With Almeta as my wife, I headed to Houston to go to Texas Southern University. Two years in the army had earned me four years of college tuition. My life seemed to be divided. Unlike my classmates, I was a married homeowner. In a little while I was also a father. I worked two jobs, but I also had homework. On campus, I majored in tailoring, later electronics, enjoying classes and college life. At home, I tried to find time to be with my wife, and my newborn daughter, Diane, whose birth had made me so content. After three and a half years of college with only thirty hours left to go, the government told me my college tuition money had run out. Again, the duplicity of my life struck me. As a young husband and first time father I had a great home life, yet my hopes for a college degree had ended.
You see, I have had a happy life but an extremely hard one nonetheless. I felt blessed to have had six healthy kids, but I always wanted to provide for them and my wife a little more than I have been able to. I didn’t have a favorite out of the six, and I didn’t have many rules to follow. I only insisted that they study hard so that life would not be so difficult. I had to work most of the time, but whenever I had a few moments to play with my kids I treasured them. Even now, I love being with my grandkids—not participating in any particular activity with you or for any special reason, but merely because I like the aura your children’s children give you when you are near them. I admire their accomplishments and delight in their differences, respecting them all as individuals.
One of the most difficult things in my life has been racism. I hated segregation, and sometimes I wouldn’t adhere to it. At work, I drank from the white water fountain, brandishing a knife at anyone who didn’t like the sight of it. It broke my heart when both John F. Kennedy and Martin Luther King Jr. died, because I thought that blacks may never attain civil rights. We have, to a certain extent, but the roots of the civil rights movement have nurtured all types of fruits. As foul a thing as segregation was, when it was around there had to be black business owners because blacks weren’t welcome as clients in so many white businesses. Blacks had no choice about either being entrepreneurs or supporting other black entrepreneurs. Now that blacks can patronize any establishment, black entrepreneurship has decreased, converting racial segregation into economic segregation. While my generation focused on attaining civil rights, younger generations should work on attaining education and encouraging people of all races to support black entrepreneurship.
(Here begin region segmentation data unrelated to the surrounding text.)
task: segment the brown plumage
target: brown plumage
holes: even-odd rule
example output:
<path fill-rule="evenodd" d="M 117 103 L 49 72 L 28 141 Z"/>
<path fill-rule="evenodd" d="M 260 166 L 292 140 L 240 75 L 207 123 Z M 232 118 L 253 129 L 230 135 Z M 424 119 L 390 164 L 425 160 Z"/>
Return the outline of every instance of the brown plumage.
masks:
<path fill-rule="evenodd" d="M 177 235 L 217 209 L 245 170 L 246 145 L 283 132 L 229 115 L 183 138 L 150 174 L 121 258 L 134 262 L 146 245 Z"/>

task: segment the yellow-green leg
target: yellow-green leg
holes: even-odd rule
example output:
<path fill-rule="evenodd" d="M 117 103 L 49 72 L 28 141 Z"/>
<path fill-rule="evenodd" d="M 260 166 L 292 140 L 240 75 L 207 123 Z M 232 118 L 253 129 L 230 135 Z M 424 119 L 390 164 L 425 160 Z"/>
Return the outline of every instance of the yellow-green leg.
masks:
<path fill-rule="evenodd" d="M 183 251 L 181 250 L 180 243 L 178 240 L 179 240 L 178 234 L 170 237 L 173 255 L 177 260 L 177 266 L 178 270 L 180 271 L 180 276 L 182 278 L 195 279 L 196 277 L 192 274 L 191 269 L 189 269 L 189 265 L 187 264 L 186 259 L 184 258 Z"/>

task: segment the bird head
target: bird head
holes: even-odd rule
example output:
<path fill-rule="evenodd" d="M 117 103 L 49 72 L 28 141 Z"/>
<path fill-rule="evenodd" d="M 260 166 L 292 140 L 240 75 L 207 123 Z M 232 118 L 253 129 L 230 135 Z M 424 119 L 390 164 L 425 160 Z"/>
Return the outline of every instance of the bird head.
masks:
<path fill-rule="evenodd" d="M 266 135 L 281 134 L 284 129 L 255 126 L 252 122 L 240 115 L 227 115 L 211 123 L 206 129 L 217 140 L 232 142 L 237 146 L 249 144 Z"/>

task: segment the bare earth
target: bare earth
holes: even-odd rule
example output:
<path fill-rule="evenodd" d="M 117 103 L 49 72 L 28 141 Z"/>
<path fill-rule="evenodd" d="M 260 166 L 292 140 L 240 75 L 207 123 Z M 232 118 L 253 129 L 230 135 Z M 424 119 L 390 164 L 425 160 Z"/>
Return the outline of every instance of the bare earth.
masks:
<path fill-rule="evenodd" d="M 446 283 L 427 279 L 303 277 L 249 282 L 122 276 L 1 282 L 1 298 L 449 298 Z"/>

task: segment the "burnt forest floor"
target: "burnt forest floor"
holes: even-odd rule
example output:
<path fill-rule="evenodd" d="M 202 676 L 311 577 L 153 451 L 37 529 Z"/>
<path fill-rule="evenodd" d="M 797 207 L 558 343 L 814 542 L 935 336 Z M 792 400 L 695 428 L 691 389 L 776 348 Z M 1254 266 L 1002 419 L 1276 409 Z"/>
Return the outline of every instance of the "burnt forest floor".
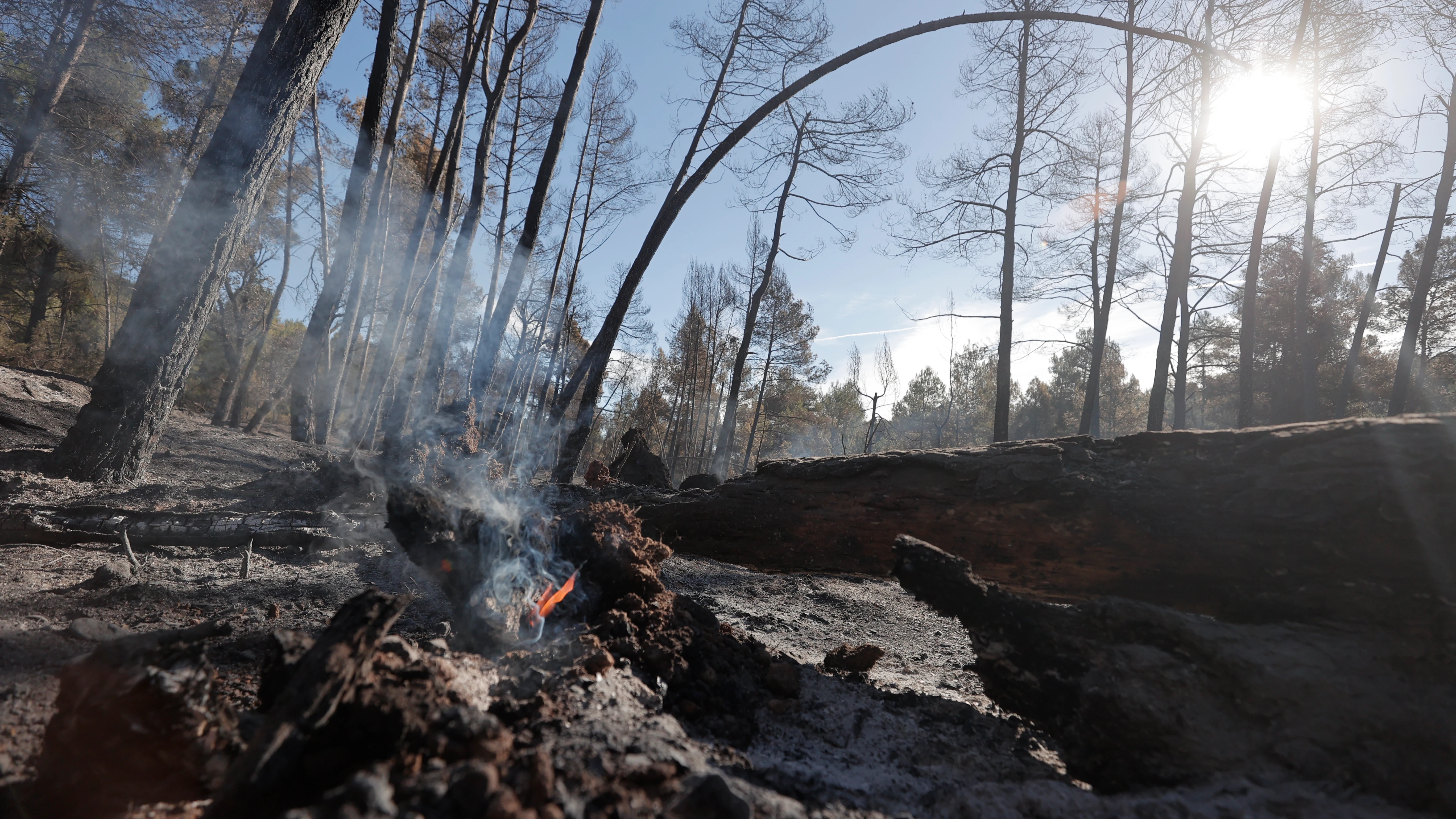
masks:
<path fill-rule="evenodd" d="M 298 509 L 290 503 L 296 497 L 269 494 L 264 490 L 274 484 L 259 479 L 313 469 L 329 458 L 325 447 L 282 434 L 249 437 L 178 412 L 140 487 L 98 491 L 47 477 L 44 458 L 86 398 L 82 385 L 0 369 L 0 411 L 12 420 L 0 423 L 0 504 Z M 16 418 L 42 430 L 15 424 Z M 380 498 L 371 497 L 333 503 L 381 510 Z M 246 580 L 239 579 L 243 557 L 236 548 L 138 549 L 140 577 L 115 586 L 95 579 L 98 567 L 118 560 L 115 544 L 0 545 L 0 784 L 35 775 L 57 670 L 109 634 L 229 616 L 234 631 L 211 644 L 208 657 L 224 695 L 243 714 L 258 707 L 271 632 L 317 634 L 339 605 L 368 586 L 416 596 L 396 634 L 416 643 L 448 640 L 450 608 L 438 586 L 384 538 L 323 551 L 256 551 Z M 891 580 L 763 574 L 681 551 L 662 565 L 662 580 L 796 663 L 798 698 L 775 700 L 745 716 L 757 726 L 745 746 L 728 749 L 719 739 L 687 732 L 712 749 L 725 771 L 812 806 L 812 816 L 1415 816 L 1299 781 L 1229 778 L 1096 794 L 1064 774 L 1056 748 L 1034 726 L 981 694 L 965 631 Z M 875 644 L 884 657 L 868 675 L 824 670 L 826 653 L 843 643 Z M 805 813 L 785 809 L 783 815 Z"/>

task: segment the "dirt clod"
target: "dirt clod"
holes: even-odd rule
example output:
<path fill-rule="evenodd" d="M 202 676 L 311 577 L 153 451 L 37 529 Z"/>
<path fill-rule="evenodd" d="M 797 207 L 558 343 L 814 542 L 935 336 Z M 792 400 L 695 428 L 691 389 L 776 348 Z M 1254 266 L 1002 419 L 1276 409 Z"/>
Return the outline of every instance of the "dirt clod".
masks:
<path fill-rule="evenodd" d="M 127 628 L 122 625 L 115 625 L 111 622 L 103 622 L 89 616 L 79 616 L 66 627 L 66 635 L 74 637 L 77 640 L 90 640 L 92 643 L 102 643 L 105 640 L 115 640 L 127 634 Z"/>
<path fill-rule="evenodd" d="M 124 560 L 111 560 L 96 567 L 96 573 L 92 574 L 92 584 L 98 589 L 105 589 L 108 586 L 125 586 L 135 580 L 135 571 L 131 564 Z"/>
<path fill-rule="evenodd" d="M 863 646 L 842 643 L 839 648 L 824 654 L 824 667 L 836 672 L 865 673 L 875 667 L 875 663 L 884 656 L 885 650 L 871 643 Z"/>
I have had so many years and seen so many wonders. I have seen a nation morph and a man walk on the moon—although at first I doubted my eyes. I believe in a Supreme Being that we cannot see. I don’t go to church because I do not like the tenets of denominations and the claims of pastors, yet I am loyal to God. Perhaps I cannot give you all of my stories because so many have been bitter. I didn’t consciously suppress them, but the mind is a survivor which out of necessity hides darkness. Yet despite the thorns that have been cruelly placed in so many lives, I assure you, Granddaughter, there is a better world somewhere. Search for its light, listen for its noise, gather it in your arms and help it to hatch. Wherever you see hope or hear rumor of this new world, hasten to it. Tend it. I have spent my life helping it to dawn. Now, Granddaughter, I pass this sacred duty on to you.